Cenk Uygur at Young Turks makes the point that the National Security Agency and other US intelligence (services who are ending up with massive amounts of electronic surveillance information on Americans –whether that is what they were mainly going for or not) keep saying we should trust them with the information. They maintain that they aren’t looking at the information on US citizens on US soil and that strict procedures are in place to forestall abuses. But they admit a few abuses– NSA ex-boyfriends stalking ex-girlfriends and similar minor personal matters.
But there is no reason for us to simply trust the US government with personal information that they should not by the Constitution be having in the first place. The history of government illegally invading privacy and playing dirty tricks on citizens is long and fetid.
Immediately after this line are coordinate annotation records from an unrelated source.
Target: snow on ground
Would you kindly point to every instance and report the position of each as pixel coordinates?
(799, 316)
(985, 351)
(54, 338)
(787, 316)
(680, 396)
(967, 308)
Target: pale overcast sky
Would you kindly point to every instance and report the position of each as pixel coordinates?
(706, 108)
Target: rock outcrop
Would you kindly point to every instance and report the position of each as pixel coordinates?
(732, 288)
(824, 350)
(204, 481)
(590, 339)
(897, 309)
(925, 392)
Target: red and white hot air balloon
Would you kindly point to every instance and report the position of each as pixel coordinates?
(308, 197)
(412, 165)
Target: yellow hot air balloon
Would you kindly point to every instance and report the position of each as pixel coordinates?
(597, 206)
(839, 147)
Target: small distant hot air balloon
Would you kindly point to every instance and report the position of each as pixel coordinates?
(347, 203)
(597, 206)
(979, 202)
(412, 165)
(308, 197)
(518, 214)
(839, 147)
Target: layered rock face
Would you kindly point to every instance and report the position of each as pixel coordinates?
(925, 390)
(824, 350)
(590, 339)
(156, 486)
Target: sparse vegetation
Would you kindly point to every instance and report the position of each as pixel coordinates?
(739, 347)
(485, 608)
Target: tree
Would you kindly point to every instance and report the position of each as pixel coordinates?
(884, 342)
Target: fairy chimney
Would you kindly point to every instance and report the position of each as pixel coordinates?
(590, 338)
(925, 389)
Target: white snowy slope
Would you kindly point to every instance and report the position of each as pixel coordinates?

J. Edgar Hoover menaced senators with his secret files. The the Joint Chiefs of Staff actually proposed to Jack Kennedy in 1962 that they conduct a false flag campaign of terrorism in the US and blame it on Castro, to justify an invasion of Cuba. That is, the highest military commanders of the US armed forces were terrorists willing to hurt innocent citizens for their purposes. You had COINTELPRO in the 1960s and 1970s, when the FBI attempted to smear and disrupt anti-war groups by infiltrating them. Richard M. Nixon attempted to use the CIA politically, and it kept 10,000 files on US citizen activists on US soil at that time. All this would come as no surprise to the Founding Fathers, who knew that government officials are often corrupt and tyrannical and can’t be trusted. That was why they attempted to bind those officials with a constitution, bill of rights, independent courts, and oversight from the legislature.
Their attempts have failed. In late 2001 there was a coup, and a secret shadow government was established at that point that has no checks or balances, and which is completely ruthless. It exploited elementary flaws in the architecture of the internet to spy on the whole world not excluding Americans on American soil (the internet sends US emails, phone calls, etc. all around the globe bouncing off servers, and you can’t scoop up all the fiber optic traffic going to the UK across the Atlantic without scooping up Americans’ information). It doesn’t tell the relevant House and Senate committees or the judiciary what it is really up to, or even, I suspect, the president.
An indication of how these things are actually done surfaced when Glenn Carle, a retired CIA officer, and some others inside the agency, told the New York Times’s James Risen in 2011 that the Bush White House asked the CIA to “get” me (Juan Cole) wanted to find personal information on me with which to discredit me. Carle’s and others’ courageous pushback (he said “hell, no, that’s illegal and might destroy the Agency!”) helped stop this criminal conspiracy of the Neocons in its tracks. But others at the Agency were perfectly willing to go along, and if Carle hadn’t been there, who knows what would have happened? And if the White House could try to use the CIA against an obscure Midwest college professor with a blog, imagine what they were doing to other more important people.
More came out on Democracy Now! that summer.
By the way, Barack Obama’s DOJ is prosecuting the courageous James Risen for his national security journalism, which is despicable. After all, what the White House ordered the CIA to do to me was presumably classified, so he revealed classified information. It is all classified, Mr. President, the wrongdoing along with the things gotten right. You can’t have journalism if you prosecute all leaks.
Cenk Uygur talks about the scandal here:
I should say that I’ve met many US intelligence analysts who were highly professional and did a hard job in which they sometimes risked their lives. Many have performed great services to the US in rolling up core al-Qaeda. I was proud to consult in Washington with a range of USG officials from many agencies about how to do that in the zeroes. But what we’re now learning about the extent of NSA snooping (not to mention earlier revelations about black sites, torture and the whole horror show in Jane Mayers” The Dark Side) underscores that things have gotten out of control and major reform is absolutely necessary. Intelligence shouldn’t be a danger to the values of the republic it purports to serve.